/dataflow

Automatically scan server for files and upload data to database.

Primary LanguagePython

dataflow

dataflow is a CLI script running on the gl-calcs server that hosts the InfluxDB time series database. The script scans folders for files and tries to assign a filetype to each found file. If a filetype was successfully assigned to a specific file, dataflow uploads the data of the respective file using the settings for the respectively assigned filetype.

dataflow scans folders for files. Then, dataflow uses the POET script dbc-influxdb for:

  • reading found files
  • scanning found files for variables
  • uploading found data to the database

dataflow configurations, including the different filetypes, are given in the configs folder.

Configurations for accessing the database are not included in the configs folder for security reasons.

dataflow uses poetry for dependency management.

Currently defined filetypes

Filetypes are defined in the configs, see here: Filetypes

Installation on the database server gl-calcs using pipx

  • gl-calcs is a Linux computer running CentOS 7
  • Source archive is built via poetry with poetry build.
    • Example: dataflow-0.3.0.tar.gz
  • The resulting .tar.gz file is uploaded to the server gl-calcs.
  • On the server, the script is installed using pipx, e.g., pipx install /path/to/file/dataflow-0.3.0.tar.gz.
  • This also installs the script dbc-influxdb for uploading data to the database.
  • The script can also be installed directly from source to install a specific version with pipx install https://github.com/holukas/dataflow/archive/refs/tags/v0.10.3.tar.gz.

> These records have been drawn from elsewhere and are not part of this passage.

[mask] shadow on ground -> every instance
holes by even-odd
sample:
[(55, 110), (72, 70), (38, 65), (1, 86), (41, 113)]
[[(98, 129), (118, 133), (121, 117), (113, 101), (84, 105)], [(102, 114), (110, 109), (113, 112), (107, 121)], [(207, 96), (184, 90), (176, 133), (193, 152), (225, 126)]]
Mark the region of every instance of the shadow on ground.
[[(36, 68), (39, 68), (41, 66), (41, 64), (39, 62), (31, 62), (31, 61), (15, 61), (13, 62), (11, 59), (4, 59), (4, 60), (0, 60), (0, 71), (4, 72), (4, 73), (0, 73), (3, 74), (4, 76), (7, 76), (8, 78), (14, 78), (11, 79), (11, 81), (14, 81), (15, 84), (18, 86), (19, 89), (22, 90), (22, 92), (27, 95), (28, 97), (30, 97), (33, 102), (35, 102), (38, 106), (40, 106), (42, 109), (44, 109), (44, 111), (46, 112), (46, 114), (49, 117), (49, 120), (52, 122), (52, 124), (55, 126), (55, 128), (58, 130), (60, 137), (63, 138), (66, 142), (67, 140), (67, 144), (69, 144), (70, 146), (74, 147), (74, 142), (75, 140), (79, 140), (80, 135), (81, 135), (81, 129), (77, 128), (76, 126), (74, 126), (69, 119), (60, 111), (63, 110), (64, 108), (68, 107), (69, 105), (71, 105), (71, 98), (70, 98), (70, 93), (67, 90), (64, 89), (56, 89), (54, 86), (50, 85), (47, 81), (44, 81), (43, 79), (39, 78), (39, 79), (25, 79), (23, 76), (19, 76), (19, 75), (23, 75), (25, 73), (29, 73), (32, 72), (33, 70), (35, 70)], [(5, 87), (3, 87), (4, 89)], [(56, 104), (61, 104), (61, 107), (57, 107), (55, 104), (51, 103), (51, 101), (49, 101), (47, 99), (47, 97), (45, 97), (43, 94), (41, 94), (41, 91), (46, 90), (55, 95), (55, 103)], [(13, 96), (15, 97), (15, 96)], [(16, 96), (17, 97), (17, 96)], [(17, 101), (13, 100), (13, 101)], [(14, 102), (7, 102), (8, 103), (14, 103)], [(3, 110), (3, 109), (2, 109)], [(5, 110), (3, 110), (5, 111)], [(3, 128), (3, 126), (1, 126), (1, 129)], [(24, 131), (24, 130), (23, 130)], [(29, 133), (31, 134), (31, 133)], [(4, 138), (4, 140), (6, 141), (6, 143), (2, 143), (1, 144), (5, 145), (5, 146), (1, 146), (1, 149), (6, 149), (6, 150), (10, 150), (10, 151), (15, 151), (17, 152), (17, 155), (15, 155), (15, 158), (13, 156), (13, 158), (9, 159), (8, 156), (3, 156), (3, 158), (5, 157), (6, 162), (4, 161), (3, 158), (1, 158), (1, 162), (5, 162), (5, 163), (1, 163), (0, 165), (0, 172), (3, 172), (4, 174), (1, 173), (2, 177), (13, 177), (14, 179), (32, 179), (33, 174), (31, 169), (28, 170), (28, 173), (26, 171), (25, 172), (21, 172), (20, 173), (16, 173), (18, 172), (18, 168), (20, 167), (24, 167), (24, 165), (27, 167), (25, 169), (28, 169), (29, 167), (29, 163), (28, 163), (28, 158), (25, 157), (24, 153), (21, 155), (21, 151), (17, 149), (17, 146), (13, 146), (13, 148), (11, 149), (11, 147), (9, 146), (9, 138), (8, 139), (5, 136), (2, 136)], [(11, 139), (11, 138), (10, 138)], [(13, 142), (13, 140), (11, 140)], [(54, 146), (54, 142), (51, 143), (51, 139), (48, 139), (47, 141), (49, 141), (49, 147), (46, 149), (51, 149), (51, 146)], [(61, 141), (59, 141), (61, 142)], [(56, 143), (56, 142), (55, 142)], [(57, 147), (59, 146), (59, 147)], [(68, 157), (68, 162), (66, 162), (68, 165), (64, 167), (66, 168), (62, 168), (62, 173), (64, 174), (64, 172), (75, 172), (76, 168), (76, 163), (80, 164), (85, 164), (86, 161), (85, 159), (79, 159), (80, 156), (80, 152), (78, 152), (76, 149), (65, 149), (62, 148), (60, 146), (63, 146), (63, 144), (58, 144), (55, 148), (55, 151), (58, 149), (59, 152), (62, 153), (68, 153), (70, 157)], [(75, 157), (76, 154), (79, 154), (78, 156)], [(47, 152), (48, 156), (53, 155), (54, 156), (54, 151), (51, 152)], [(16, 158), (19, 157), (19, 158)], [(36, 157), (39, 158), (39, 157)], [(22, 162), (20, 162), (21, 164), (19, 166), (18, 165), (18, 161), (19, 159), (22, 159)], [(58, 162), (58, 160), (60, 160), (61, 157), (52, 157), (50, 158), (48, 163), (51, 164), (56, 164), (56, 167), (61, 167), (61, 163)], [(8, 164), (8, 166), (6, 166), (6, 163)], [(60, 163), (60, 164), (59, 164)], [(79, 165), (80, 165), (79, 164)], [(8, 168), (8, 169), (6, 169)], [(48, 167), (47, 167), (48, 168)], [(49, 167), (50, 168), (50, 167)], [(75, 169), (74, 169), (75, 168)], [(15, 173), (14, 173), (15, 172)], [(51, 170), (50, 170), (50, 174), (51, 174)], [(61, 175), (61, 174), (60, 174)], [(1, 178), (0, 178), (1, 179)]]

This example would install script v0.10.3.

Starting the script using the CLI

Overview of CLI arguments

Accessed using the help argument with python .\main.py -h.

usage: main.py [-h] [-y YEAR] [-m MONTH] [-l FILELIMIT] [-n NEWESTFILES] site datatype access filegroup dirconf                                                      
                                                                                                                                                                     
dataflow                                                                                                                                                             
                                                                                                                                                                     
positional arguments:                                                                                                                                                
  site                  Site abbreviation, e.g. ch-dav, ch-lae                                                                                                       
  datatype              Data type: 'raw' for raw data, 'processing' for processed data                                                                                     
  access                Access to data via 'server' address (e.g. outside gl-calcs) or 'mount' path (e.g. on gl-calcs)                                               
  filegroup             Data group, e.g. '10_meteo'                                                                                                                  
  dirconf               Path to folder with configuration settings                                                                                                   
                                                                                                                                                                     
optional arguments:                                                                                                                                                  
  -h, --help            show this help message and exit                                                                                                              
  -y YEAR, --year YEAR  Year (default: None)                                                                                                                         
  -m MONTH, --month MONTH                                                                                                                                            
                        Month (default: None)                                                                                                                        
  -l FILELIMIT, --filelimit FILELIMIT                                                                                                                                
                        File limit, 0 corresponds to no limit. (default: 0)                                                                                          
  -n NEWESTFILES, --newestfiles NEWESTFILES                                                                                                                          
                        Consider newest files only, 0 means keep all files, e.g. 3 means keep 3 newest files. Is applied after FILELIMIT was considered. (default: 0)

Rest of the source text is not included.